The figure of Sappho as a lesbian icon comes to the fore. Language evoking Sappho establishes itself in the general vocabulary of female-female desire, most commonly as “sapphist”, “sapphic”, “sapphism” but also in ambiguous uses of “lesbian” in reference to the poet and her loves.

Public and private discussion of specific women’s sapphic desires took up a full range of presentations from the celebrated “friendship” of Ponsonby and Butler to the whispered accusations against Anne Damer, to the autobiographical records of Anne Lister.

One common theme seen in these commentaries is an attempt to force female couples into a “butch-femme” mould even when the couple themselves emphasized their similarities. However we also see couples that do embrace a gender polarity, as in the writings of Lister.

Outside of overtly satirical or hostile literature, treatments of female homoeroticism in literature are often oblique or coded.

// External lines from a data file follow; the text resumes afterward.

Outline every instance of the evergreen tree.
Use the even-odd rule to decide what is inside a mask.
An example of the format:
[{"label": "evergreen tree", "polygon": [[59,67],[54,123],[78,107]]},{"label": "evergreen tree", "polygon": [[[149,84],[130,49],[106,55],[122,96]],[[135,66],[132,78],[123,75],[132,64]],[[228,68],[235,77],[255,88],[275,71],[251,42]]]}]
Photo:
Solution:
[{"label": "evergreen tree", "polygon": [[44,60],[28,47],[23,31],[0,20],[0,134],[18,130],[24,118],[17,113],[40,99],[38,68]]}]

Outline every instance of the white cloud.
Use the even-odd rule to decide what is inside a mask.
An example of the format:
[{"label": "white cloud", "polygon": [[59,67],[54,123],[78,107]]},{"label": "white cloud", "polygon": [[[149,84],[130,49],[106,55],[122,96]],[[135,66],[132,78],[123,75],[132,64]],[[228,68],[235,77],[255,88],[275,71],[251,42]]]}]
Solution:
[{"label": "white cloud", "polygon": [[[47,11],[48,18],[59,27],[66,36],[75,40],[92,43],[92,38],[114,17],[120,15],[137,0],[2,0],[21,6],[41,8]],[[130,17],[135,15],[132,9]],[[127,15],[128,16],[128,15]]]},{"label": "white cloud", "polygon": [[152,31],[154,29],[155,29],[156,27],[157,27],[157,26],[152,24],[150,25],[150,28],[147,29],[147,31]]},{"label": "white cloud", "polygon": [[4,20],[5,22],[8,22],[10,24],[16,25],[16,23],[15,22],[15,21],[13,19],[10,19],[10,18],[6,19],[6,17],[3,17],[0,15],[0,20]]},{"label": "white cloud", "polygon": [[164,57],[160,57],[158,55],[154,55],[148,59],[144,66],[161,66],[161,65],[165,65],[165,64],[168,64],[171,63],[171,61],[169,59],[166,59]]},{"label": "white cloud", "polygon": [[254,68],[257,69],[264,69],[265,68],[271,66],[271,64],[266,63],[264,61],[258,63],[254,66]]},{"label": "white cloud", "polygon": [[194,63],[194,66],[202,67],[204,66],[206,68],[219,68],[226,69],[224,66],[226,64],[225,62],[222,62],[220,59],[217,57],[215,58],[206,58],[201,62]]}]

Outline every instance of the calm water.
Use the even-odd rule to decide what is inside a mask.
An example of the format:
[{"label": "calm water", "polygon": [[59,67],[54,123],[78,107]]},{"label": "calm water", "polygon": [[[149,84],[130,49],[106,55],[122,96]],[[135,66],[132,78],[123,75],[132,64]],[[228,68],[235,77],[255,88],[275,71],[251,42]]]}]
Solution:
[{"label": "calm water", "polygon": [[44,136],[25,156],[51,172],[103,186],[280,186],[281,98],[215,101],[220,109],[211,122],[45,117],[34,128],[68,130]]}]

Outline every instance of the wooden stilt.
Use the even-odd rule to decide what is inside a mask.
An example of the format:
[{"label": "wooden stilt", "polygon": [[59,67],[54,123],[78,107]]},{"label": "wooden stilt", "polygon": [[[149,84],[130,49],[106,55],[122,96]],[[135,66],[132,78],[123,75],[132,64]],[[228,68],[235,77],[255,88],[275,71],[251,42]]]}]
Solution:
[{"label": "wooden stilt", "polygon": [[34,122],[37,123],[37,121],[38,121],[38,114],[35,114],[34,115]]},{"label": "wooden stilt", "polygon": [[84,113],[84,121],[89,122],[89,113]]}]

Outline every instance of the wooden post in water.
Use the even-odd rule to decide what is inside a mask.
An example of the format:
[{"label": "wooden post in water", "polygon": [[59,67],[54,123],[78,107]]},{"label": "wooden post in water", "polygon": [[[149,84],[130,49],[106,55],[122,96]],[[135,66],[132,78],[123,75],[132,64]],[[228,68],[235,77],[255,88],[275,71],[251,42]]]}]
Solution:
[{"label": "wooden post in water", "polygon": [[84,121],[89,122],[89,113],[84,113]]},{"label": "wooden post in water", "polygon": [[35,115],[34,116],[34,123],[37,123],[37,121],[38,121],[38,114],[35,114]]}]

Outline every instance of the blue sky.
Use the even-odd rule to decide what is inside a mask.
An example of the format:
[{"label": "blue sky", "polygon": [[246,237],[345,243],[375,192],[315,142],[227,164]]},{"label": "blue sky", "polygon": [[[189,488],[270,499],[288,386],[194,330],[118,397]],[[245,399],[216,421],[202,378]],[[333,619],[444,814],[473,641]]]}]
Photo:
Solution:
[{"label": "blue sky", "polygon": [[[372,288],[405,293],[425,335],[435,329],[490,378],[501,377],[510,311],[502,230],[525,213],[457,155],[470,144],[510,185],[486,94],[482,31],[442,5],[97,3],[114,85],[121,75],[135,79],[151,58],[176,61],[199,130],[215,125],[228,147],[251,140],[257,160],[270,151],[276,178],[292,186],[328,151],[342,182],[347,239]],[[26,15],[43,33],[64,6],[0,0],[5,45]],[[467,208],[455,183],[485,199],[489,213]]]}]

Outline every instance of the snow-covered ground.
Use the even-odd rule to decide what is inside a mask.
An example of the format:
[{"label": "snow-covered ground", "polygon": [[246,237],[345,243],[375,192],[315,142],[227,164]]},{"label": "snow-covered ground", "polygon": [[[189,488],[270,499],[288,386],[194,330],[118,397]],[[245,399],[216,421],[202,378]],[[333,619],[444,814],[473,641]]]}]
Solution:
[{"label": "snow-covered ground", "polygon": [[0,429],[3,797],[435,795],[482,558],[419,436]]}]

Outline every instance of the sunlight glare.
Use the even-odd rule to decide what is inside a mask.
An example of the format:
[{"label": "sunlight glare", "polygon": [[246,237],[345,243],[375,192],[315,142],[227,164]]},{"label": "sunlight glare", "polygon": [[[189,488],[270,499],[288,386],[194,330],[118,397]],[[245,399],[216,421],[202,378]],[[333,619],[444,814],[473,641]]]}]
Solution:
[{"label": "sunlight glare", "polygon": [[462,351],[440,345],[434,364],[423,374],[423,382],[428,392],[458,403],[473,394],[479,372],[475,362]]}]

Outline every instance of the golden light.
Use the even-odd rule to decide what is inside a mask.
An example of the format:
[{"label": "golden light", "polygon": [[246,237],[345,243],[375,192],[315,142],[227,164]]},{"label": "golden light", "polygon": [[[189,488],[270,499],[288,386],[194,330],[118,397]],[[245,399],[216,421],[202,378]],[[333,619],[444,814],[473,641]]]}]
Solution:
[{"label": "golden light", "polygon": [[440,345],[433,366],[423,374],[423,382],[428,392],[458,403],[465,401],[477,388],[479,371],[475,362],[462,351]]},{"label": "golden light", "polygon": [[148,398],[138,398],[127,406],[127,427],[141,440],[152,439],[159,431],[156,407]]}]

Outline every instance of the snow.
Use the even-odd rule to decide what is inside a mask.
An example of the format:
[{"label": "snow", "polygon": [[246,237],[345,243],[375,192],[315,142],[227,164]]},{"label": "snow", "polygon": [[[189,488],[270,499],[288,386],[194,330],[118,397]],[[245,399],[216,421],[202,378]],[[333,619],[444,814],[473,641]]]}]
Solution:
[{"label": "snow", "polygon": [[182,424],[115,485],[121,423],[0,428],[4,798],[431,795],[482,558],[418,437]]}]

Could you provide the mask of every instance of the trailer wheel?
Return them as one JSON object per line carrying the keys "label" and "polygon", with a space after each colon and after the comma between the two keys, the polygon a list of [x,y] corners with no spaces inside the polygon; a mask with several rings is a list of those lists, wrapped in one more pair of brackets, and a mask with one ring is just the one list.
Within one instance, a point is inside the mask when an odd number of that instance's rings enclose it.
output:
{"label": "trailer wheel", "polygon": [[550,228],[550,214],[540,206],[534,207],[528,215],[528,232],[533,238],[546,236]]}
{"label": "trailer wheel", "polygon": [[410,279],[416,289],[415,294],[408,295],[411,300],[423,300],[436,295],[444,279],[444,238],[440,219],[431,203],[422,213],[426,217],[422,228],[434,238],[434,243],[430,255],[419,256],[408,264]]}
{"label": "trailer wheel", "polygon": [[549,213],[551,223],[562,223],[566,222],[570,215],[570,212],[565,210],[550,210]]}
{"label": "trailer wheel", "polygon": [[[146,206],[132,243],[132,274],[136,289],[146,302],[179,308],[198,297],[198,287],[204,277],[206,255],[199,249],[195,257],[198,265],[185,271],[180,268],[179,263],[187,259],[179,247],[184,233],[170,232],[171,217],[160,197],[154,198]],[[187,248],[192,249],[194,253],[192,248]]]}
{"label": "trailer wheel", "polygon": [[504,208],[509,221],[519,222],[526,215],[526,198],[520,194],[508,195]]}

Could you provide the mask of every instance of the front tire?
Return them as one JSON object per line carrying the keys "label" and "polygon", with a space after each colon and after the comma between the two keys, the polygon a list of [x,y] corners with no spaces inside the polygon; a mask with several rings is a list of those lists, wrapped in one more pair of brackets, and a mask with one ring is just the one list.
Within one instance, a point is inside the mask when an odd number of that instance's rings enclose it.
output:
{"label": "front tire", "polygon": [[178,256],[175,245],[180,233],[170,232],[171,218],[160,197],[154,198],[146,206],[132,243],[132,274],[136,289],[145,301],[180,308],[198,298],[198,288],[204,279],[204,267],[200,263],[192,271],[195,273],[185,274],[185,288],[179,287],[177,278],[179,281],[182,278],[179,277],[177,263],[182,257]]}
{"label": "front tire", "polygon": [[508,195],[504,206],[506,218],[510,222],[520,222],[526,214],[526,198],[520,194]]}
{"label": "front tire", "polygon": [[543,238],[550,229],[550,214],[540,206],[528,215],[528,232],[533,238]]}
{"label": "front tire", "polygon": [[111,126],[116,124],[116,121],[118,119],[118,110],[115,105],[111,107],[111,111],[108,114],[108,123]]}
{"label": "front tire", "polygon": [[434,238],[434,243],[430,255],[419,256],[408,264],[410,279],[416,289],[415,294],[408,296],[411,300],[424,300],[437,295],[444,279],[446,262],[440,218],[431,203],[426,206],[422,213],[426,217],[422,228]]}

This coding may be hostile, as in the depiction of “masculine” women in novels such as Belinda, or may act to blur or conceal erotic elements in favor of sentimental attachment, as in Millenium Hall.

The chapter catalogs a number of iconic and lesser known works with homoerotic themes, and again makes a good shopping list for interested readers.

(Note: I have not added tags for specific literary works or authors as the article is more of a catalog than an analysis.)